Here's the thing-- all of this is true. Our reasoning really is prone to failing in predictable and replicable ways. These fallacies and biases are easy to demonstrate experimentally; they've been some of the most robust findings in the social sciences, easily surviving the replication crisis.
But sometimes, the rush to condemn all mental shortcuts goes a bit too far. Each of these shortcuts was developed because it was the best strategy for survival in a particular environment. In some cases, we're no longer in that environment, and therefore that shortcut is no longer useful; it trips us up and costs us value. But this is a problem with that specific mental shortcut, not the concept of shortcuts altogether.
The reason we developed those shortcuts in the first place is that when they are well-suited to our current environment, shortcuts are tremendously useful. Not just because they save us time and energy (although let's not totally discount the utility of saving time and energy here), but because they lead to better, more accurate, more useful decisions.
Simple Heuristics That Make You Smart
To begin with, these mental shortcuts are known as heuristics (or, more commonly, "rules of thumb"). And while most psychologists have spent the last fifty years studying all of the ways that heuristics fail, a few have devoted themselves instead to studying all of the ways that they succeed.
Here's an interview with Gerd Gigerenzer, one of the foremost proponents of "fast and frugal heuristics". And he finds the situations where simple heuristics outperform calculate models the most tend to be the situations with the highest levels of uncertainty.

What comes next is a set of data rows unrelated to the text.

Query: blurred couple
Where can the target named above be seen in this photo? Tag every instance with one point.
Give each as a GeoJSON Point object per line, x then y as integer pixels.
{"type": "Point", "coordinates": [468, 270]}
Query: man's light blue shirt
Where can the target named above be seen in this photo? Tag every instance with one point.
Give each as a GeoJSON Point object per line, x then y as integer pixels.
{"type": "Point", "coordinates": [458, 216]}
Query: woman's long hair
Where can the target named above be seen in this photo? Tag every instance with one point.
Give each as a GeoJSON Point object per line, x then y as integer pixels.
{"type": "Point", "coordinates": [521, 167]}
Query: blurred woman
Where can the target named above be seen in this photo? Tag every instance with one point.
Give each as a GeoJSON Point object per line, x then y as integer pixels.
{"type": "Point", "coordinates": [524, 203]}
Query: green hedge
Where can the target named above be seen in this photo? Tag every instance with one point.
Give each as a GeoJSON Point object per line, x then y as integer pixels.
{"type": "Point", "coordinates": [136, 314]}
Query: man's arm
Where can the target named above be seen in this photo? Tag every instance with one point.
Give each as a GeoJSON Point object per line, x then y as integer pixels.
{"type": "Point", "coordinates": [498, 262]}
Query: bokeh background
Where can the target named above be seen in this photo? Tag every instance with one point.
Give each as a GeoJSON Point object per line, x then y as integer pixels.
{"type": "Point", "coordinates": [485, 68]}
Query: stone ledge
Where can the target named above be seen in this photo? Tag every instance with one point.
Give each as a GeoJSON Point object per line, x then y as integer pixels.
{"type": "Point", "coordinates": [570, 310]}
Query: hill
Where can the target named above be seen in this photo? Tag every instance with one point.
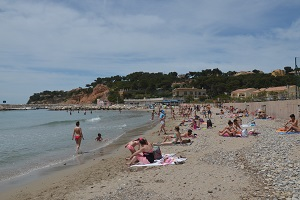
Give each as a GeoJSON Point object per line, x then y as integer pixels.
{"type": "Point", "coordinates": [75, 96]}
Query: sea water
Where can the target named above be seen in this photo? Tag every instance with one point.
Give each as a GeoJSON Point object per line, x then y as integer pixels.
{"type": "Point", "coordinates": [35, 139]}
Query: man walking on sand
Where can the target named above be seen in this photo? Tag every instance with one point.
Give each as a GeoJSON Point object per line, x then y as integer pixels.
{"type": "Point", "coordinates": [162, 118]}
{"type": "Point", "coordinates": [77, 134]}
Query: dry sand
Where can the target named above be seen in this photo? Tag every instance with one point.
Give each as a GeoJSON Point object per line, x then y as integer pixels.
{"type": "Point", "coordinates": [200, 177]}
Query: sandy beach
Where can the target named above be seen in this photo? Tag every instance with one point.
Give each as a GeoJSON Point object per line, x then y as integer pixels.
{"type": "Point", "coordinates": [265, 166]}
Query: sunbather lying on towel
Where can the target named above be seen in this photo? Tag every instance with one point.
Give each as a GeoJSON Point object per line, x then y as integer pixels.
{"type": "Point", "coordinates": [144, 155]}
{"type": "Point", "coordinates": [291, 125]}
{"type": "Point", "coordinates": [169, 140]}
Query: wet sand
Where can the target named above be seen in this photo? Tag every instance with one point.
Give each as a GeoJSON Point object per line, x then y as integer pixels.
{"type": "Point", "coordinates": [216, 168]}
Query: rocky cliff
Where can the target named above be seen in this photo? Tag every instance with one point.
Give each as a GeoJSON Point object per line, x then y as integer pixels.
{"type": "Point", "coordinates": [75, 96]}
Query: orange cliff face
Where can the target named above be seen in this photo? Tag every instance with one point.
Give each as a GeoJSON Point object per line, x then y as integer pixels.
{"type": "Point", "coordinates": [99, 92]}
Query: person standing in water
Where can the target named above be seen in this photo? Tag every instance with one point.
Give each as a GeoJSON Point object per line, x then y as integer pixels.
{"type": "Point", "coordinates": [77, 134]}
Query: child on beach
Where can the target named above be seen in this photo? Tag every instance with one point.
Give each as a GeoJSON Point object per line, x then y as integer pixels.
{"type": "Point", "coordinates": [99, 137]}
{"type": "Point", "coordinates": [77, 134]}
{"type": "Point", "coordinates": [293, 124]}
{"type": "Point", "coordinates": [228, 130]}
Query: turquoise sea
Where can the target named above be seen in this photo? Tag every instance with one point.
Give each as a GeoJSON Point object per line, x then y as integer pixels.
{"type": "Point", "coordinates": [37, 139]}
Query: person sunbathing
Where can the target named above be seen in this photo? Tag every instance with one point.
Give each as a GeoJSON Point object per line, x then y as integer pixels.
{"type": "Point", "coordinates": [228, 130]}
{"type": "Point", "coordinates": [238, 129]}
{"type": "Point", "coordinates": [293, 124]}
{"type": "Point", "coordinates": [144, 155]}
{"type": "Point", "coordinates": [187, 134]}
{"type": "Point", "coordinates": [131, 146]}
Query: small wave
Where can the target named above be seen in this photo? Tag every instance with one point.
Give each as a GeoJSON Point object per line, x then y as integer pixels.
{"type": "Point", "coordinates": [94, 119]}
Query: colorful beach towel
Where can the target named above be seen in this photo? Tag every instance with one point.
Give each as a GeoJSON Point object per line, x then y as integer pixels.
{"type": "Point", "coordinates": [287, 133]}
{"type": "Point", "coordinates": [178, 143]}
{"type": "Point", "coordinates": [167, 159]}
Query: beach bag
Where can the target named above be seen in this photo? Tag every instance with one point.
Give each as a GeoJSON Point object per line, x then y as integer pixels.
{"type": "Point", "coordinates": [209, 123]}
{"type": "Point", "coordinates": [157, 153]}
{"type": "Point", "coordinates": [244, 133]}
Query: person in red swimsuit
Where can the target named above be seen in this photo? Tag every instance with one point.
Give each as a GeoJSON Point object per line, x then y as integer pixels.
{"type": "Point", "coordinates": [144, 155]}
{"type": "Point", "coordinates": [77, 134]}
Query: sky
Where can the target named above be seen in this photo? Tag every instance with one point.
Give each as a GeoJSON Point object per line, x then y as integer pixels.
{"type": "Point", "coordinates": [66, 44]}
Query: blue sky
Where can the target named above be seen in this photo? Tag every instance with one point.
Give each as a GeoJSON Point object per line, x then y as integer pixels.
{"type": "Point", "coordinates": [65, 44]}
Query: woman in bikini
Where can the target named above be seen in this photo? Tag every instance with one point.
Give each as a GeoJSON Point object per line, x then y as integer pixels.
{"type": "Point", "coordinates": [173, 139]}
{"type": "Point", "coordinates": [77, 134]}
{"type": "Point", "coordinates": [144, 155]}
{"type": "Point", "coordinates": [293, 124]}
{"type": "Point", "coordinates": [238, 128]}
{"type": "Point", "coordinates": [228, 130]}
{"type": "Point", "coordinates": [131, 146]}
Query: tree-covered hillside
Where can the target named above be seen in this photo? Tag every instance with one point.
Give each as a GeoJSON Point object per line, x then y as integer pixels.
{"type": "Point", "coordinates": [151, 85]}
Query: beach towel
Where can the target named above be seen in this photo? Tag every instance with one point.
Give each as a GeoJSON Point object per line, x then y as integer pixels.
{"type": "Point", "coordinates": [167, 159]}
{"type": "Point", "coordinates": [287, 133]}
{"type": "Point", "coordinates": [178, 143]}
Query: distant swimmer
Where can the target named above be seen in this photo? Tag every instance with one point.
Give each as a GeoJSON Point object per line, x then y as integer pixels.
{"type": "Point", "coordinates": [77, 134]}
{"type": "Point", "coordinates": [99, 137]}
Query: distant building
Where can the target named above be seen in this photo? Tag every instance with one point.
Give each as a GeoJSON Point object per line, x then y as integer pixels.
{"type": "Point", "coordinates": [194, 92]}
{"type": "Point", "coordinates": [243, 93]}
{"type": "Point", "coordinates": [271, 93]}
{"type": "Point", "coordinates": [278, 72]}
{"type": "Point", "coordinates": [152, 101]}
{"type": "Point", "coordinates": [243, 73]}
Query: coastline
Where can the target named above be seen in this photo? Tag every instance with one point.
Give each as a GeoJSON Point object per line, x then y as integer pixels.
{"type": "Point", "coordinates": [216, 168]}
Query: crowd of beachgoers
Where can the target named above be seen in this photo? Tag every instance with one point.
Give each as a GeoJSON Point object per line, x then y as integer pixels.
{"type": "Point", "coordinates": [220, 153]}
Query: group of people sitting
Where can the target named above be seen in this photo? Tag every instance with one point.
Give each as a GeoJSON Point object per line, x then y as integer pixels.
{"type": "Point", "coordinates": [144, 152]}
{"type": "Point", "coordinates": [233, 129]}
{"type": "Point", "coordinates": [291, 125]}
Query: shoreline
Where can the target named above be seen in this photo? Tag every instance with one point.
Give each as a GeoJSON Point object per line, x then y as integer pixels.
{"type": "Point", "coordinates": [36, 175]}
{"type": "Point", "coordinates": [216, 168]}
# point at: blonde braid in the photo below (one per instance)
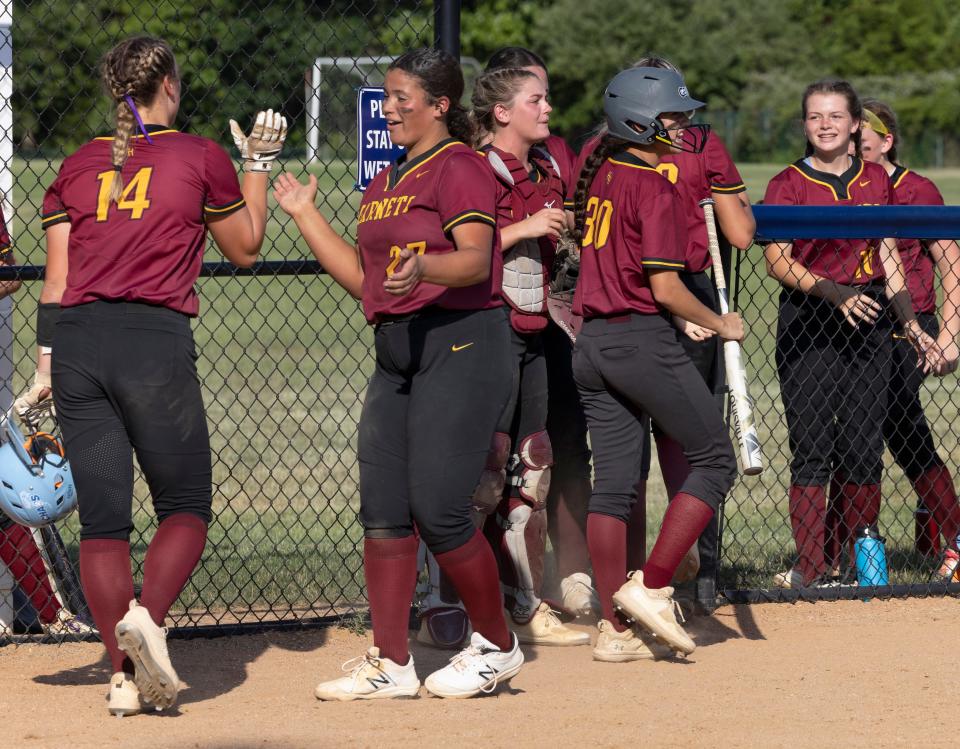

Consider chess. If I am playing my opponent, there is plenty of uncertainty involved. Mathematician Claude Shannon once famously estimated that there are more possible variations in a game of chess than there are atoms in the known universe. But the limits of that uncertainty are well-known. My opponent might move her king's pawn to e4, or she might prefer to move her queen's pawn to d4 instead, but she isn't going to pass Go and collect $200, and she certainly isn't going to move her Dreadlothian Battlecruiser to the Harkfasher Nebula to task the Grand Wizard Council with making humanity forget the concept of monarchy entirely, overthrowing my king and granting her a first-turn victory. We have a very clear idea of what is possible in chess. This is known as "bounded uncertainty".